Now pursuing a masters in global health so she can specialize in menstruation, Truffert says it’s important that “as many young girls” as possible see the film. “It could really help some young girls normalize periods and start to break down the cycle of shame that comes from menstruation,” she says. “We are still learning and researching today, even though the film is finished.”

And it is getting worldwide recognition.

A Journey with a Hope was a finalist in the New York International Women’s Film Festival (NIFF), won Best Women’s Film at the Bright Film Festival, and recently won the Best Human Rights Film at the Vancouver Independent Film Festival.

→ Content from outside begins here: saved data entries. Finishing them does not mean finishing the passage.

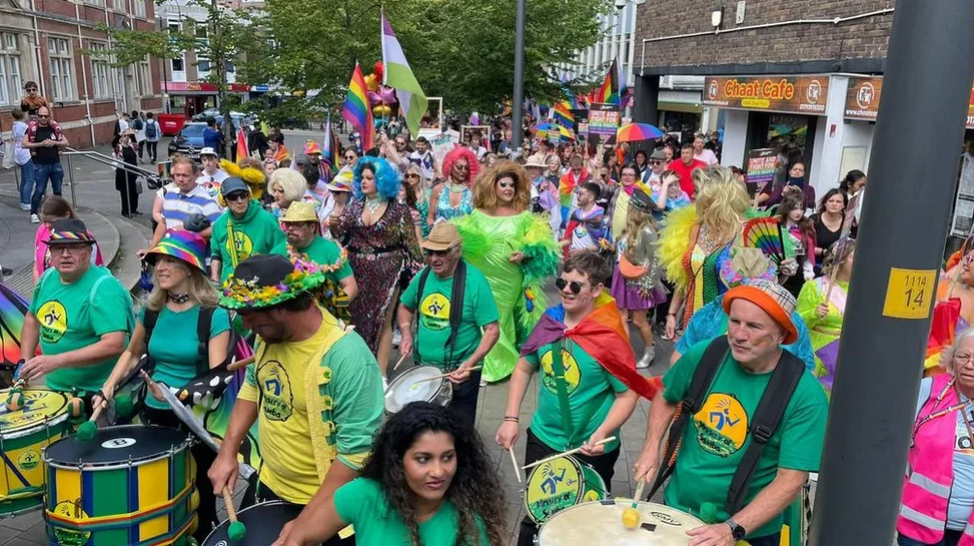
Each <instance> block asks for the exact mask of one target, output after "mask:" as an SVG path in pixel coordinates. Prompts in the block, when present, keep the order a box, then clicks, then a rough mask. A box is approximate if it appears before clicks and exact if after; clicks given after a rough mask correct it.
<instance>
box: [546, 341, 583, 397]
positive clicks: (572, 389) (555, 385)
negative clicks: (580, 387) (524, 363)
mask: <svg viewBox="0 0 974 548" xmlns="http://www.w3.org/2000/svg"><path fill="white" fill-rule="evenodd" d="M551 361H552V353H551V350H549V351H547V352H545V353H544V355H543V356H541V371H543V372H544V375H543V376H542V379H541V382H542V383H543V384H544V386H545V388H547V389H548V392H551V393H552V394H554V395H556V396H557V395H558V384H557V383H556V382H555V370H554V369H553V368H552V366H551ZM561 365H562V367H564V368H565V387H566V388H567V389H568V394H569V395H571V393H572V392H574V391H575V390H576V389H577V388H578V385H579V383H580V382H581V380H582V370H581V369H580V368H579V367H578V362H577V361H575V356H572V355H571V354H569V353H568V351H567V350H562V351H561Z"/></svg>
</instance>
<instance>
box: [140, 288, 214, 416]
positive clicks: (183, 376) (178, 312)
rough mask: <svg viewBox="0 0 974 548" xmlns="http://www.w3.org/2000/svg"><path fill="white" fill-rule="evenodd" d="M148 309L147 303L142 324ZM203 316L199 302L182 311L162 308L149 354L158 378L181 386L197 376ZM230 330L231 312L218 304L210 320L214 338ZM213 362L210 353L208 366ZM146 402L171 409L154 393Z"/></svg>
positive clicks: (143, 322) (167, 385) (143, 324)
mask: <svg viewBox="0 0 974 548" xmlns="http://www.w3.org/2000/svg"><path fill="white" fill-rule="evenodd" d="M146 311H147V309H146V308H144V307H143V308H142V310H140V311H139V323H140V324H142V325H145V313H146ZM199 316H200V307H199V305H196V306H194V307H193V308H190V309H188V310H184V311H182V312H173V311H172V310H169V308H168V307H165V306H164V307H163V308H162V310H160V311H159V317H158V318H156V326H155V328H153V330H152V339H151V340H150V341H149V347H148V348H149V356H152V359H153V360H155V362H156V369H155V372H154V373H153V374H152V378H153V379H154V380H156V381H158V382H164V383H166V385H167V386H171V387H173V388H180V387H182V386H185V385H186V383H188V382H189V381H191V380H193V377H195V376H196V367H197V366H196V362H197V361H198V360H199V338H198V337H197V336H196V324H197V322H198V321H199ZM227 331H230V316H229V315H228V314H227V311H226V310H224V309H222V308H219V307H218V308H215V309H214V310H213V319H212V320H211V321H210V339H213V338H214V337H216V336H217V335H220V334H221V333H225V332H227ZM209 364H210V362H209V357H207V358H206V367H209ZM145 404H146V405H148V406H149V407H152V408H154V409H169V404H168V403H166V402H164V401H159V400H157V399H155V398H154V397H152V396H151V395H147V396H146V398H145Z"/></svg>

It will be shown at the closing ceremony of the Under Our Skin International Film Festival on Human Rights in Nairobi, Kenya. The film “tackles the topic of menstrual health shaming, which is vital to provoke dialogues around stigma faced by young girls and women, and to promote the enhancement of the rights of women and girls”, says Sarah Mpapuluu, the festival’s general coordinator.

The documentary shows “just the tip of the iceberg in terms of the reality on the ground,” says Mohamed. “Thousands of girls and women are suffering from period poverty in Kenya and all around the world, and we need governments to have compulsory budgets for sanitary pads.”

The film ends with the message: "Jackline's last walk home is a journey without hope, a rallying cry for us all. We must hope for change and then we must make it happen."